Augustine on the Two Cities. St. Augustine (City of God, XVI.34) sees in Abraham's two sets of offspring an image of the two cities — those who live according to the spirit of the promise (the City of God) and those who live according to the flesh and earthly goods (the earthly city). The gifts given to the sons of the concubines are temporal goods; Isaac's inheritance is eternal.
The universality of Abraham's fatherhood. While Isaac holds the covenant line, the Church also recognizes, following Nostra Aetate §3 and the Catechism (CCC 839–840), that Abraham is father of many nations (ab hamon goyim, Gen. 17:5). Keturah's descendants remind us that God's providential care extends beyond the covenant people, even as the covenant itself remains particular and ordered.
Typological fulfillment in the Magi. The patristic reading linking Midian and Ephah to Isaiah 60:6 and thence to the Magi (Matthew 2:1–12) offers a stunning reversal: those sent "eastward" away from the house of promise journey back, bearing gifts of gold and frankincense, to worship the Child who is the fulfillment of Isaac's line. What was excluded finds its true inclusion in Christ.
This passage challenges a comfortable assumption: that proximity to sacred things — family, church, sacraments, tradition — automatically confers the inheritance of promise.

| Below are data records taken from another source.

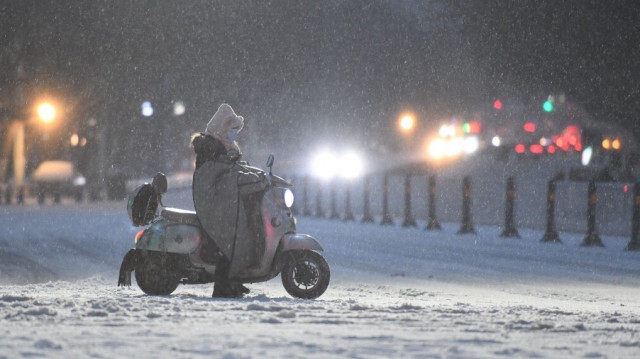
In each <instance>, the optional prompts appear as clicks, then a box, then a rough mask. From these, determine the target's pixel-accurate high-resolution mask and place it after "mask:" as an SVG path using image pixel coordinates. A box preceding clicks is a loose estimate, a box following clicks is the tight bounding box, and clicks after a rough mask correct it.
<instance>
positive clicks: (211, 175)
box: [191, 104, 266, 297]
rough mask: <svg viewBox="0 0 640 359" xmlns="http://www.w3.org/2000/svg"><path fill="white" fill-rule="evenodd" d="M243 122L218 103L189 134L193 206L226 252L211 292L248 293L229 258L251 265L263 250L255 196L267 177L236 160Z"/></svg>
mask: <svg viewBox="0 0 640 359" xmlns="http://www.w3.org/2000/svg"><path fill="white" fill-rule="evenodd" d="M243 127H244V118H243V117H242V116H238V115H236V113H235V112H234V111H233V108H231V106H229V105H228V104H222V105H220V107H219V108H218V110H217V111H216V113H215V114H214V115H213V117H212V118H211V120H210V121H209V122H208V123H207V127H206V129H205V131H204V132H203V133H196V134H194V135H193V136H192V138H191V145H192V146H193V149H194V151H195V153H196V170H195V172H194V175H193V188H192V190H193V202H194V207H195V209H196V214H197V216H198V219H199V220H200V223H201V225H202V227H203V228H204V230H205V232H206V233H207V235H208V236H209V237H210V239H211V240H212V241H213V244H214V245H215V246H217V248H219V249H220V251H221V252H222V253H223V254H224V258H223V259H222V260H220V261H219V262H218V265H217V269H216V273H215V277H216V280H215V285H214V290H213V297H241V296H242V295H243V294H246V293H248V292H249V289H248V288H246V287H245V286H243V285H242V284H241V283H240V282H238V281H235V280H233V278H230V272H231V270H232V268H231V267H232V263H231V260H233V261H234V263H233V265H235V266H243V267H251V266H255V265H257V264H259V261H260V260H261V258H262V254H263V252H264V240H263V238H264V233H263V232H264V227H263V226H262V224H261V223H262V217H261V214H260V208H259V198H261V196H262V194H263V192H264V190H265V188H266V181H265V180H264V175H262V174H261V173H259V172H256V171H252V170H251V168H250V167H248V166H243V164H244V163H243V162H242V161H240V159H241V157H242V154H241V152H240V148H239V146H238V143H237V142H236V138H237V136H238V133H239V132H240V131H241V130H242V128H243ZM243 246H244V248H241V247H243ZM246 247H251V248H246ZM238 253H240V254H238Z"/></svg>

Abraham's sons by Keturah were circumcised, likely raised in his household, and certainly provided for — yet they were not heirs of the covenant. For the Catholic today, this is a call to honest self-examination. Reception of the sacraments, membership in a Catholic family, even lifelong parish involvement are gifts (mattānôt) — but the inheritance requires a living, personal response to the divine election: faith, conversion, and perseverance.
Practically, consider how the Church's catechesis distinguishes between baptismal grace received and baptismal grace lived. Parents raising children in the faith should note Abraham's deliberate, ordered action: he settled the question of inheritance clearly and during his own lifetime. There is wisdom here for Catholic parents in making explicit — through word, witness, and the transmission of practiced faith — that the covenant inheritance is not merely genetic or cultural, but spiritual and chosen anew in each generation.
Verse 5 — "Abraham gave all that he had to Isaac." This is the theological crux of the passage. The word "all" (kōl) is emphatic and unqualified. Isaac receives not merely material wealth but the entirety of what Abraham possesses — which, in biblical terms, includes the land promise, the covenant blessing, and the name that carries forward God's redemptive purposes. This act legally and spiritually distinguishes Isaac from all his half-brothers. St. Paul, in Galatians 4:22–31, will use precisely this distinction to argue that children of the promise (those born of faith, symbolized by Isaac) differ fundamentally from children of the flesh (symbolized by Ishmael), regardless of shared biological ancestry.
Verse 6 — Gifts and the sending away eastward. Abraham is not cruel or indifferent toward Keturah's sons — he gives them "gifts" (mattānôt), ensuring their material provision. But there is a decisive spatial separation: they are sent "eastward, to the east country." In biblical geography, movement "east" frequently signifies departure from the sphere of covenant blessing (cf. Cain going east of Eden, Gen. 4:16; Lot choosing the eastern plain, Gen. 13:11). The sending away "while he still lived" is deliberate — Abraham himself, not fate, establishes the boundary, forestalling any future contest over the inheritance. The grace-elect distinction is not accidental but willed and ordered.